UCLN Treasurer, Chris Gymer creates a pollinator watering station and a butterfly puddler!

Like all animals, pollinators need a safe, dependable source of water year-round. Create a reliable water source for them and they will come!

Creating a pollinator watering station or a butterfly puddler is relatively easy, as creatively demonstrated by UCLN Treasurer, Chris Gymer in this video, but is immeasurably important if you want to attract native pollinators to your place and keep them coming back!

Pollinators are creatures of habit. Once they find a reliable source of shelter, food or water they will return again and again.

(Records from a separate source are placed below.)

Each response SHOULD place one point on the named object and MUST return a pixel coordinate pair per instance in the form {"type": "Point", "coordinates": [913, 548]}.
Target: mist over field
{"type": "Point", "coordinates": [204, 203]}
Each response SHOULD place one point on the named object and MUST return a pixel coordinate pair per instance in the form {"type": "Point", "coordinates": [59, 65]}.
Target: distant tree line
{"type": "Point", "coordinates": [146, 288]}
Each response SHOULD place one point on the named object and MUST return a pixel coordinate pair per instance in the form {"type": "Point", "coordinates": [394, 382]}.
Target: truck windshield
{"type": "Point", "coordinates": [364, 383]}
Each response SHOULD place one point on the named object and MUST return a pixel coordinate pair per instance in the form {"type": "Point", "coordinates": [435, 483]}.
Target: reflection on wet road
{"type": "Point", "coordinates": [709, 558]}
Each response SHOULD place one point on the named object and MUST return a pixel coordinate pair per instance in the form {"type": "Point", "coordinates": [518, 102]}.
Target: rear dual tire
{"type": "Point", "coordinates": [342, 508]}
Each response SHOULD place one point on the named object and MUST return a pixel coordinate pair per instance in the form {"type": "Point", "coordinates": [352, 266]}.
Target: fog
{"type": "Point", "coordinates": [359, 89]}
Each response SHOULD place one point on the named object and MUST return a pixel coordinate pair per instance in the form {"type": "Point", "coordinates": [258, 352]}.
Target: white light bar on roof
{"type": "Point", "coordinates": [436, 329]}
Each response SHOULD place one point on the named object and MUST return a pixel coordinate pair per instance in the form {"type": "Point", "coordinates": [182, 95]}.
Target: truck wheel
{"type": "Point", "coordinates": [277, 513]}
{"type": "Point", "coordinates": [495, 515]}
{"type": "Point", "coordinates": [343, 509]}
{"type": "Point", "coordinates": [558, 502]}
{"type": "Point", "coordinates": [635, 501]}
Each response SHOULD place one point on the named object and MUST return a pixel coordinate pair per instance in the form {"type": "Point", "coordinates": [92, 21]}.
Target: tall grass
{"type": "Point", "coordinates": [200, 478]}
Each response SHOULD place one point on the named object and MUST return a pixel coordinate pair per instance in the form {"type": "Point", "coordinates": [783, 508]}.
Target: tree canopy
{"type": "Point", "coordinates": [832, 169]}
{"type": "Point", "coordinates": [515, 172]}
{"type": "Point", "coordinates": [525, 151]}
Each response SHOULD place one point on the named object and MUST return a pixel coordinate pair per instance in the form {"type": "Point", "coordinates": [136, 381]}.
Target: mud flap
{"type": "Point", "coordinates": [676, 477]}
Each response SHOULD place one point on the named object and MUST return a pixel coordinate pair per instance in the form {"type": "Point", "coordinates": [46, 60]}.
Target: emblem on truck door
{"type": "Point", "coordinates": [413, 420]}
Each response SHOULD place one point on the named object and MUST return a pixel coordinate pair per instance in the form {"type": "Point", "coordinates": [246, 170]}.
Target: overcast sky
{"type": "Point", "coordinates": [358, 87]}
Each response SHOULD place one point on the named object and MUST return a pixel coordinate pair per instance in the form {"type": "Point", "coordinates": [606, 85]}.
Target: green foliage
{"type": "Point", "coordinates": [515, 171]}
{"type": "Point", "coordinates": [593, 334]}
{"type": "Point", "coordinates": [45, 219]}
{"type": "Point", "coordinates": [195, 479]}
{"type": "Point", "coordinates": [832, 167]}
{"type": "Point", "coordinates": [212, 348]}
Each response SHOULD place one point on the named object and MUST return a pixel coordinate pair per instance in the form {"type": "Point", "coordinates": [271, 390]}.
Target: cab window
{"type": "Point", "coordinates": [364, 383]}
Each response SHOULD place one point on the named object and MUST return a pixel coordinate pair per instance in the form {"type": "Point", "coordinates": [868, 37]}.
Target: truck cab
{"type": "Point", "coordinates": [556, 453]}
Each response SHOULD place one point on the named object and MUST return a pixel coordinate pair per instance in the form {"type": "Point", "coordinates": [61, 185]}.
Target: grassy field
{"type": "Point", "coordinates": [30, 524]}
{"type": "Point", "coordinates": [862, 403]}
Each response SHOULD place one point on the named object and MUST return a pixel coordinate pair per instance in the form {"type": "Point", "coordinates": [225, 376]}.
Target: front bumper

Since getting them to change their food or water source is nearly impossible, it is best to establish a source of water for them before they find one by themselves.

The best water sources for pollinators are:

  • chemical free
  • will not go dry
  • will not drown the pollinators
  • appropriately located in terms of shade and aspect
  • will not be shared with livestock or pets.

To get these habitual creatures where he wants them, Chris has placed flowers in his dish to initially entice the pollinators to his waterer. You can also use oyster shells (they will be attracted to the salty smell) or ripe fruit.

As Chris wisely points out in his video, many of our pollinators are small and drown easily, so using a shallow dish lined with local soil (for minerals) and then filled with rocks or marbles is ideal. Just keep the water line shallower than the rocks, so the pollinators have a place to land. Surprisingly, soil is a key component for puddlers as butterflies like the mud!

It is equally important to make sure the dish of water you are putting out for thirsty pollinators has not been contaminated with pesticides or other pollutants like washing detergent, which will break the water tension and allow tiny pollinators like bees and insects to drown. If you have any doubts about your tap water and its level of treatment, opt for rain water which is easy to collect in a bucket or jar.

Place your dish in a warm, sheltered, east facing shady spot in amongst flowering plants or trees and sit back and enjoy the beautiful native pollinator species that come to visit your garden.